It is not required but perfectly acceptable to also print
the prices of items.
Web Page and other Rankings
This part is not taken into account for marking and is optional.
You may experiment with the rudimentary web page we have provided.
For this, type in the following command in a terminal window of the VM:
php -S 127.0.0.1:8000 &
Now run firefox (in the VM) and go to
http://127.0.0.1:8000.
You will see a simple web page where you can type in a keyword, press
the button next to it, and get displayed to result of running
your java Searcher program with the appropriate parameters.

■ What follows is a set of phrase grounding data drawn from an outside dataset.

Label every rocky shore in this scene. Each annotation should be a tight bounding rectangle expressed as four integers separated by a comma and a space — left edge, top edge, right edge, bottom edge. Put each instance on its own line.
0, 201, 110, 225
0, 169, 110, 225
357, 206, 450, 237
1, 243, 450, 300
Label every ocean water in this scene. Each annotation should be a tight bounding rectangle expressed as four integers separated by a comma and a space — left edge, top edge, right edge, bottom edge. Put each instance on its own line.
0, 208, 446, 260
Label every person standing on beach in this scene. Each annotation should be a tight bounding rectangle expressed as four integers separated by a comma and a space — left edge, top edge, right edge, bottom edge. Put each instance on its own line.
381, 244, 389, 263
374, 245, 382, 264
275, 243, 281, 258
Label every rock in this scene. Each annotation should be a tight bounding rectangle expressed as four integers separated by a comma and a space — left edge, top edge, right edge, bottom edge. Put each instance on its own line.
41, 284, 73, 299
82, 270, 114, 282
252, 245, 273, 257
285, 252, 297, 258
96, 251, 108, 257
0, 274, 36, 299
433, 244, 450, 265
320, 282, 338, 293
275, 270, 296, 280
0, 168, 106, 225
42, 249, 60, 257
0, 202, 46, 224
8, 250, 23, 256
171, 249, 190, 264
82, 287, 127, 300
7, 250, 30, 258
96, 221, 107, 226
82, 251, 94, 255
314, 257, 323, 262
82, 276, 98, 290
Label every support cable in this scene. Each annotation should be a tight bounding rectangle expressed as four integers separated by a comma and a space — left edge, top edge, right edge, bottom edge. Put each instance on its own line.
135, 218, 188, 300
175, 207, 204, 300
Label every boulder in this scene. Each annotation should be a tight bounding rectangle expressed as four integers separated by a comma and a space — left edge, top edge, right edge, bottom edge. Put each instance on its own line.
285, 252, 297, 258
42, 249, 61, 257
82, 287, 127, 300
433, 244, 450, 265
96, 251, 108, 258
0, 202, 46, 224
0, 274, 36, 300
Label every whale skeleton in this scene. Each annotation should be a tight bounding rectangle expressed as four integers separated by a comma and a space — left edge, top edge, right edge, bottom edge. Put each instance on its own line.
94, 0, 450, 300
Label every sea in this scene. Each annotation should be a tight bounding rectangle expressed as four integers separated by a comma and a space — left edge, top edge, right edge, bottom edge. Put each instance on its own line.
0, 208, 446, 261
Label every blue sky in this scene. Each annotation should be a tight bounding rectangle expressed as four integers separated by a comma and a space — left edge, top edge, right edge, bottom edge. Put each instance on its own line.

You may try to add a way to see the description of items (e.g., by clicking on them),
or to highlight (e.g., in bold font) each occurrence of the keywords in the
display.
You may want to experiment by adding two more buttons:
one to rank by
lowest price and one for ranking by
smallest distance.
In each case, for items with equal price or equal distance, respectively,
you should then order by Lucene score, and finally order by
smallest distance and lowest price, respectively.
NOTE
You do
not need to implement the three functions
basicSearch(String query, int NumResultsToSkip, int numResultsToReturn),
spatialSearch(String query, SearchRegion region, int NumResultsToSkip, int numResultsToReturn)
and
getHTMLforItemId(String itemId) that were mentioned on
the lecture slides!
The final version of the second assignment is what you see written on this web page.
Part D: Automize
Write a small
runLoad.sh script.
First, if they do not exists yet, this script
creates the geo-coordinates table and the spatial index.
Next, the script compiles your
Indexer.java and runs it
in order to build the Lucene index.
Finally, the script compiles your
Searcher.java program.
Thus, after completion of this script, one may call the Searcher program
via
java Searcher "list of keywords" (or, with the
additional parameters) to obtain the correct output.
Sample Files
In the zip-file
sampleFiles.zip
we have provided four three sample files the help you get going:
Indexer.java which creates an index in a directory "indexes"
and adds a few documents (the ones shown in the lecture slides)
into the index.
You can compile and run this class via the two-line
run-Indexer.sh
shell-script provided.
Then the file
Searcher.java which runs a keyword search with
the keyword provided as argument.
You can compile and run this class (searching for the keyword "the")
via the shell-script
run-Searcher.sh.
Finally, there is a file
jdbc.java.
It runs a simple query against the MySQL "ad" database and displays the result.
You can compile and run this program via the
run-jdbc.sh script provided.
Note that on the VM, under the directory
AD_assignment2 we have already
unpacked this zip file for you.
What to submit:
You should submit a file
assignment2.zip containing these files (and no directories whatsoever):
- (Optionally) A plain text file README.txt, with any comments you would like to make.
- Your MySQL scripts createSpatialIndex.sql, dropSpatialIndex.sql.
- The shell script runLoad.sh as described above.
- The Java file Indexer.java containing the source code of your Lucene Indexer.
- The Java file Searcher.java containing the source code of your Lucene Indexer.
- The Java file DbManager.java as provided by us.
- (optionally) partner.txt containing your partner's details.
- (optionally) index.php for running the Searcher via a web-page.
Submission Instruction
To submit, run the following command on DICE:
$ submit ad 2 assignment2.zip